LE THEATRE : texte et représentation

Quel est l'intérêt dramatique de cette scène ?


Perspective dominante : étude des genres et des registres

Perspectives complémentaires : histoire littéraire et culturelle ; intertextualité et singularité des textes.

Activités complémentaires : lecture du théâtre comme « un champ de forces » (Antoine Vitez) à partir des situations de communication et de représentations des scènes étudiées.

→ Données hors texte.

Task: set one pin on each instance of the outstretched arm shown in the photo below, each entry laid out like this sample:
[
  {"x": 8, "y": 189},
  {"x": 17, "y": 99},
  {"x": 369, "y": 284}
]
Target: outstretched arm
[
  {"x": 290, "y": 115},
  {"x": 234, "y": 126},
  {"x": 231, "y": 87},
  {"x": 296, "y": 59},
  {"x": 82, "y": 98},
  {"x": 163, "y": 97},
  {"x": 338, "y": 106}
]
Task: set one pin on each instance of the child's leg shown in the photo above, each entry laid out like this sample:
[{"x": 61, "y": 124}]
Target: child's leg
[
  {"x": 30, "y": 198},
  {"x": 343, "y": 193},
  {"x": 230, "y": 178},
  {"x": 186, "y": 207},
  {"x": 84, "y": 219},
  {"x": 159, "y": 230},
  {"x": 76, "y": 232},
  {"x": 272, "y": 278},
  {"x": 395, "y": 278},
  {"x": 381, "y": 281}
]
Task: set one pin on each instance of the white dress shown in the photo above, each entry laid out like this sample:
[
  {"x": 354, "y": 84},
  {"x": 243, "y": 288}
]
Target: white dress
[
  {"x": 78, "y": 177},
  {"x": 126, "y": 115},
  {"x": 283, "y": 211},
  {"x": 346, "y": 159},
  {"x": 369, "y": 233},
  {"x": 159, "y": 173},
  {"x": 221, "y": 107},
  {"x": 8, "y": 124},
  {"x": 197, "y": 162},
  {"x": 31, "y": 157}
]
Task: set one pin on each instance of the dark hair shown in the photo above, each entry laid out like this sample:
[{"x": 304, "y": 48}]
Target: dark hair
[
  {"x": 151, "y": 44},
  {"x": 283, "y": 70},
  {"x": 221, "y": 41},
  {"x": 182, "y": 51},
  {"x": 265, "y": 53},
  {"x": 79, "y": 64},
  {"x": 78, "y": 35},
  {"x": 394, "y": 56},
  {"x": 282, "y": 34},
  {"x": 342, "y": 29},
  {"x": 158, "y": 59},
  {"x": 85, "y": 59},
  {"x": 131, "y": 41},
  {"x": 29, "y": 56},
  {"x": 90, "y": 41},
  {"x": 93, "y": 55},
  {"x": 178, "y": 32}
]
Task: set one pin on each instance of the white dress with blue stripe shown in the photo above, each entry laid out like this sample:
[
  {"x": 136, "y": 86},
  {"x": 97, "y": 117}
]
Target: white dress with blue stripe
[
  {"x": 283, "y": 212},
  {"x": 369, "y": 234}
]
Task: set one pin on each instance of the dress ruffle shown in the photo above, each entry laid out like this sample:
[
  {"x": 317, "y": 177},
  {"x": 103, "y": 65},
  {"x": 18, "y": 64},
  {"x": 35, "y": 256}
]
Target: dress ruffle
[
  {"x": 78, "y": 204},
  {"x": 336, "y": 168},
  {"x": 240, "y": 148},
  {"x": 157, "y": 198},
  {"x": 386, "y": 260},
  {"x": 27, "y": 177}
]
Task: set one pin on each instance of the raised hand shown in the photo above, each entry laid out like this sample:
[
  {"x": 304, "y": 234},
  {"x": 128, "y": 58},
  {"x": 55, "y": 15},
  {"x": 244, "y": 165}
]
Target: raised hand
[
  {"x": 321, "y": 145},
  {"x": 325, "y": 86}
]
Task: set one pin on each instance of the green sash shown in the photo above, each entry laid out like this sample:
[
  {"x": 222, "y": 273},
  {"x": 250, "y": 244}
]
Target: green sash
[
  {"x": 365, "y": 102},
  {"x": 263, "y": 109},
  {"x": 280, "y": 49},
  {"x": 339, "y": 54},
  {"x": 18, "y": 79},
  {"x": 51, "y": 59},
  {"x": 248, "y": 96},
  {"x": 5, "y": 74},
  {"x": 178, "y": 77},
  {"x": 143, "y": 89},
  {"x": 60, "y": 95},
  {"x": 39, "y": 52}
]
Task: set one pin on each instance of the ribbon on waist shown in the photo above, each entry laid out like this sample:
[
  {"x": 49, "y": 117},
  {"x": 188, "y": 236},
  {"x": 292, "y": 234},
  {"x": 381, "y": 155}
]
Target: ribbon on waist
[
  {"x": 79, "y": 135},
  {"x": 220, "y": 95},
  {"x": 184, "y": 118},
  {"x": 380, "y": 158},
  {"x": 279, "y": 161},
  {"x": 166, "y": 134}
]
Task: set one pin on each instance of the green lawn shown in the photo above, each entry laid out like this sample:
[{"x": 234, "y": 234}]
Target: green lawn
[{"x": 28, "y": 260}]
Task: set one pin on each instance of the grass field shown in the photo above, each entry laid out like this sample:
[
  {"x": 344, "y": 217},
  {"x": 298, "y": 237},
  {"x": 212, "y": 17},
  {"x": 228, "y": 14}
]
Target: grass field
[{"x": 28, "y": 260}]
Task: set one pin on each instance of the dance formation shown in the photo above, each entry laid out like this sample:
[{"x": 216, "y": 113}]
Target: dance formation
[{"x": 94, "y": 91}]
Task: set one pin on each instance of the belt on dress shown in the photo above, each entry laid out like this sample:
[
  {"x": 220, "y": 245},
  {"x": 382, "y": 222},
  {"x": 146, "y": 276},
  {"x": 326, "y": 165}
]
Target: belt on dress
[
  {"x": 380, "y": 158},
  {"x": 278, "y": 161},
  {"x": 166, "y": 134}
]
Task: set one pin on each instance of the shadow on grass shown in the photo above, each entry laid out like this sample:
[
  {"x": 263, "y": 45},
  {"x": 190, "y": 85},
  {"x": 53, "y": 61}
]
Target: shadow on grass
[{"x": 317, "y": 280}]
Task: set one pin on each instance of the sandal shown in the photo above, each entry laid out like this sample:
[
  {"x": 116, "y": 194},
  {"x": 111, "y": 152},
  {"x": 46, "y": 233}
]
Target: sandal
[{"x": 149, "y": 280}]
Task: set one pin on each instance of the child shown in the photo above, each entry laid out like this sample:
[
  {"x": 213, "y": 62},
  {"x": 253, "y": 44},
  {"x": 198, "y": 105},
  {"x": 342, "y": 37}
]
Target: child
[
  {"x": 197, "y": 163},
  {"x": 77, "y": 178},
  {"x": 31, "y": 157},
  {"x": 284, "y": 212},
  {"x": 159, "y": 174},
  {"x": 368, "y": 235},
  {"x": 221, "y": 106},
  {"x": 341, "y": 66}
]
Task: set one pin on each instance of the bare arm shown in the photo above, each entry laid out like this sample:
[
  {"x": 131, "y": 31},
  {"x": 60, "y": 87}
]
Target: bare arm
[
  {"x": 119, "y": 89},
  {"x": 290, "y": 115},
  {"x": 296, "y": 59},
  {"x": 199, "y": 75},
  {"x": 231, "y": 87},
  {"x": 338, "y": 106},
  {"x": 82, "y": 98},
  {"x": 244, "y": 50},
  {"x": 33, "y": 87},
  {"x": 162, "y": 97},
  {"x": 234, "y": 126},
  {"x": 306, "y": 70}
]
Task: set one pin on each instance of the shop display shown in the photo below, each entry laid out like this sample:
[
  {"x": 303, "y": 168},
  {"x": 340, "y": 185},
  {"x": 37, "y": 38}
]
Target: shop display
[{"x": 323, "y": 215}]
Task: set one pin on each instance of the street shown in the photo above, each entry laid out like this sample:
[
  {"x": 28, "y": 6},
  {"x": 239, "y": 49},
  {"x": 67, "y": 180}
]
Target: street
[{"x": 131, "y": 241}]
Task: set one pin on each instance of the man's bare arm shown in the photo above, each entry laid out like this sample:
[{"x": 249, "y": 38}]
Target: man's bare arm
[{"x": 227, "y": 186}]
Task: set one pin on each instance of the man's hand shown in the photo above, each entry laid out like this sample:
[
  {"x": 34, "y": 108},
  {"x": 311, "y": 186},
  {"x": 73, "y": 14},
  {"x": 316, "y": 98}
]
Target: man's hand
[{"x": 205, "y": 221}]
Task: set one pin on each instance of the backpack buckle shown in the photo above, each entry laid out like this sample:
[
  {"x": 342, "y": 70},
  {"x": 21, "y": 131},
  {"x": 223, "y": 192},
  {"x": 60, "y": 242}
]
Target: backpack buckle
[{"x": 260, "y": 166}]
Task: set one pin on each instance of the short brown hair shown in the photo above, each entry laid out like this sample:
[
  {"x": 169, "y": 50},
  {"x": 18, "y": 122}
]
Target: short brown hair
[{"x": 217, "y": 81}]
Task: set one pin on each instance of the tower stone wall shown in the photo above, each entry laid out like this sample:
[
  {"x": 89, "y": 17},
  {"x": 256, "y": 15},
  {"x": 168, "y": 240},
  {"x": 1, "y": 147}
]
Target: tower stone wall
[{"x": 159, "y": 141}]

Une enquête sur la place du sujet dans l’histoire de la communication et des représentations en perspective croisée avec l’objet d’étude : convaincre, persuader délibérer (l'argumentation : le dialogue).

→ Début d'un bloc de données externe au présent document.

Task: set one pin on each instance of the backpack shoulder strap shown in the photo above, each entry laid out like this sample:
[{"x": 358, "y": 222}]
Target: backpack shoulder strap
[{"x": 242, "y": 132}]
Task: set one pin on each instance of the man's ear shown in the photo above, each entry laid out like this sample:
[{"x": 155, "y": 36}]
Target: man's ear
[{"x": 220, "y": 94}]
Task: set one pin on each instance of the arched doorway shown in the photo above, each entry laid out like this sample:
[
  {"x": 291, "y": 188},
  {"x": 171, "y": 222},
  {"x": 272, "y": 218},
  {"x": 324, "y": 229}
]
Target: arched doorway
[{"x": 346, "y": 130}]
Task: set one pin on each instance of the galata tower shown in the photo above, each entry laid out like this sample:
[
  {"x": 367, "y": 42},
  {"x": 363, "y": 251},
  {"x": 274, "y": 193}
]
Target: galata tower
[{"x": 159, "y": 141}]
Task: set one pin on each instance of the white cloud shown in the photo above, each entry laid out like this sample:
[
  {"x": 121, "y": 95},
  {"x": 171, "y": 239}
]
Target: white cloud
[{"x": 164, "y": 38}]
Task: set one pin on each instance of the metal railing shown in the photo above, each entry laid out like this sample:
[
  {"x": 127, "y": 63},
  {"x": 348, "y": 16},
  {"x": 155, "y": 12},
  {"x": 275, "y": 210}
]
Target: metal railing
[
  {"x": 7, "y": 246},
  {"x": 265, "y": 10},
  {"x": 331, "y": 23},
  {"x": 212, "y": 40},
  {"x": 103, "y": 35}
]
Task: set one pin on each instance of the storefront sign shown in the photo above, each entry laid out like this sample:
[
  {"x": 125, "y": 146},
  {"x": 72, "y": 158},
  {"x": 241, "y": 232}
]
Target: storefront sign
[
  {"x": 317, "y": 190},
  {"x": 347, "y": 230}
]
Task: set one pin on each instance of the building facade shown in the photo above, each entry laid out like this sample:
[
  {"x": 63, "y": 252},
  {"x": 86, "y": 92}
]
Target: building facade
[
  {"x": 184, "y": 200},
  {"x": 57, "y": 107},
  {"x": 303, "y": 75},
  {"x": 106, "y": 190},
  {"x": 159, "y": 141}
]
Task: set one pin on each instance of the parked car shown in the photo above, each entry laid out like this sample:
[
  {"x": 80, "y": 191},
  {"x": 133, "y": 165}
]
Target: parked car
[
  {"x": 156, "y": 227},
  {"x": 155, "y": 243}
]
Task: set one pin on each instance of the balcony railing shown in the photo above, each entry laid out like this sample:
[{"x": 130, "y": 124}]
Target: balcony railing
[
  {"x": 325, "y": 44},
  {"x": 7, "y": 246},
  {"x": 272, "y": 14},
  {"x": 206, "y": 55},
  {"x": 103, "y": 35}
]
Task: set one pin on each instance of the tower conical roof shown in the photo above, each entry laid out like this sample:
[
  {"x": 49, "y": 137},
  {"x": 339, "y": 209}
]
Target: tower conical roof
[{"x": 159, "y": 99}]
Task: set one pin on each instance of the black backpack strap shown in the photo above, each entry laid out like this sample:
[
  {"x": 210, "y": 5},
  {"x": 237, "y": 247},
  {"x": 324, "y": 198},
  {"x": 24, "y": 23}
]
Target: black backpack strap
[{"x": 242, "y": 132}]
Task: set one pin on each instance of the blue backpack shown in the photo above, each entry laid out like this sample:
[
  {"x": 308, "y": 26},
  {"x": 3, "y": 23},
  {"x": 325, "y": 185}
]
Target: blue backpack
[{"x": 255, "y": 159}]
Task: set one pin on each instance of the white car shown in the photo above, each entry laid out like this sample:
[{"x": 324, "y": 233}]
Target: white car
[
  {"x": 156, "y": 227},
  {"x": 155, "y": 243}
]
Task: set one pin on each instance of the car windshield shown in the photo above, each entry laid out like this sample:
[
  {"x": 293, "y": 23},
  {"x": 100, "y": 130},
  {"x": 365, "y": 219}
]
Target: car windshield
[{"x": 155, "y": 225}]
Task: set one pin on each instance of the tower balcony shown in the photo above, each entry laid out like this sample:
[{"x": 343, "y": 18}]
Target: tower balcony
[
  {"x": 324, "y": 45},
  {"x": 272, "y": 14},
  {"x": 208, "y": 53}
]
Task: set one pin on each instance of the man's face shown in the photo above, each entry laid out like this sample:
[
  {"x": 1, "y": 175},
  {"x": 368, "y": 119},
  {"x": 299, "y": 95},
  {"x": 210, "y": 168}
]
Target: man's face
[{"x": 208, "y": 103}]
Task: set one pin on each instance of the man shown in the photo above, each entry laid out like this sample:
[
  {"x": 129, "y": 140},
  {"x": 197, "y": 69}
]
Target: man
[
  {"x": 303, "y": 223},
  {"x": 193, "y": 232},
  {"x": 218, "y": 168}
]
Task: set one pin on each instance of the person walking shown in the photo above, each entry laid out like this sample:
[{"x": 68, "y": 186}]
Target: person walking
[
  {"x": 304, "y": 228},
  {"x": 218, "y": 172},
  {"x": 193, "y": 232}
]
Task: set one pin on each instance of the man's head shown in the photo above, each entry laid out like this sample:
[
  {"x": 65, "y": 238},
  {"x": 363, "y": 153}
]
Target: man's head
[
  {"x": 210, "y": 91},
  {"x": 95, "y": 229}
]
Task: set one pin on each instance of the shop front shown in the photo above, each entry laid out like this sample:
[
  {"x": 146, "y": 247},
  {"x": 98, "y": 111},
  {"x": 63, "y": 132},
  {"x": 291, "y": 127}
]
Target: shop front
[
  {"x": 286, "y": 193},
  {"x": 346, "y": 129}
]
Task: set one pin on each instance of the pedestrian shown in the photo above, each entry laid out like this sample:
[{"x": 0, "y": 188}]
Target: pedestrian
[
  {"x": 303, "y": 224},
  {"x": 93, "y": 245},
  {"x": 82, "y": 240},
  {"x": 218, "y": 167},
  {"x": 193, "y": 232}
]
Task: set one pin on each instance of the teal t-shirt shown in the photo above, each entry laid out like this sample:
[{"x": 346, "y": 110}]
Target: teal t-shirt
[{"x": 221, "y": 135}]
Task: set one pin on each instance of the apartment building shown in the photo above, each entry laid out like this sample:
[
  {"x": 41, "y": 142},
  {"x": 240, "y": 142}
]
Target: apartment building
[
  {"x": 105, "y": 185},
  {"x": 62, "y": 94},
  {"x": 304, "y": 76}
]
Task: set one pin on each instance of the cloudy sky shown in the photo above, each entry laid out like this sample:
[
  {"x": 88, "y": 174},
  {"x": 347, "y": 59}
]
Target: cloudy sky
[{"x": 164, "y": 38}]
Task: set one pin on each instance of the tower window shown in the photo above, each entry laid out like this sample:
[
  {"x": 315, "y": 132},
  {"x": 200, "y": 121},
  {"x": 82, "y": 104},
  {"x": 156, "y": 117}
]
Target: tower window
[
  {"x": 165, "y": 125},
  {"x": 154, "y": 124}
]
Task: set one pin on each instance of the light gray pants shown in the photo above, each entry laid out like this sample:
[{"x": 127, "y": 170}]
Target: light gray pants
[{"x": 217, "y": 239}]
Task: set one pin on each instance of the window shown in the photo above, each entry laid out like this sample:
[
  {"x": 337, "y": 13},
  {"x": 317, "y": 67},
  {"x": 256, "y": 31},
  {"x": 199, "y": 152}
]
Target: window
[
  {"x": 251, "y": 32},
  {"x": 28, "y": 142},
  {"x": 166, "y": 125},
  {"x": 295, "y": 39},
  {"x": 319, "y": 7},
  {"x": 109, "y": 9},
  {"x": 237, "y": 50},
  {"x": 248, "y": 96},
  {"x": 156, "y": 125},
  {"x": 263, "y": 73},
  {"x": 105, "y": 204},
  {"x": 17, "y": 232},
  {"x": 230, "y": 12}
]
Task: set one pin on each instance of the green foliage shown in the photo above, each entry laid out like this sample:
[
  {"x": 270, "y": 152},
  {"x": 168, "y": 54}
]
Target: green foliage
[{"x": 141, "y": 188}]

Rappel : question générique et typologique pour préparer le commentaire et l’exposé oral des EAF :


Quelle est la fonction dramatique* du dialogue de théâtre ?


* « drama » : l’action (une scène d’exposition, des péripéties avec un nœud qui se resserre jusqu’à la crise III, 5 et l’acmé, V, 3», au dénouement).


L’intrigue progresse-t-elle dans cette scène ? Si oui, comment cette scène contribue-t-elle à la faire progresser ? Qu’est-ce qui lui donne son dynamisme ? (point de vue du spectateur sur le plan de la « mimesis » : que voit-il ? Qu’apprend-il ?)

Cette scène donne-t-elle à réfléchir ? Quelles sont les problématiques induites par la double énonciation théâtrale ? Le comique contribue-t-il à l'instruire, à l'édifier ? (point de vue du spectateur sur le plan de la « catharsis » : que voit-il ? Qu’apprend-il ? Que comprend-il ?)

"Castigat ridendo mores"

Pour préparer l’entretien : mettre en scène un extrait du Mariage de Figaro et monter un dossier sur Beaumarchais et la comédie du XVIIIème siècle dans l’esprit des « Lumières ».

Etre capable d'étudier la « scène » (la « texte ») et sa « représentation » en vue de l'exposé et de l'entretien, du commentaire et de la dissertation afin de nourrir un débat en vue d'une délibération sur l'intérêt du « texte » et de sa « représentation » : intéresser l’examinateur au choix de la scène, aux difficultés de la mise en scène et de l’interprétation...


Une scène d’exposition : acte I, scène 1

Extrait de la scène présenté à l’oral : de « Tu prends de l’humeur contre la chambre du château la plus commode» à « et c’est de ta fiancée qu’il veut le racheter aujourd’hui. »

Question générique : Quelle est la fonction dramatique de cette scène ?

Question typologique : Qu’est-ce qui fait l’originalité de ce dialogue ?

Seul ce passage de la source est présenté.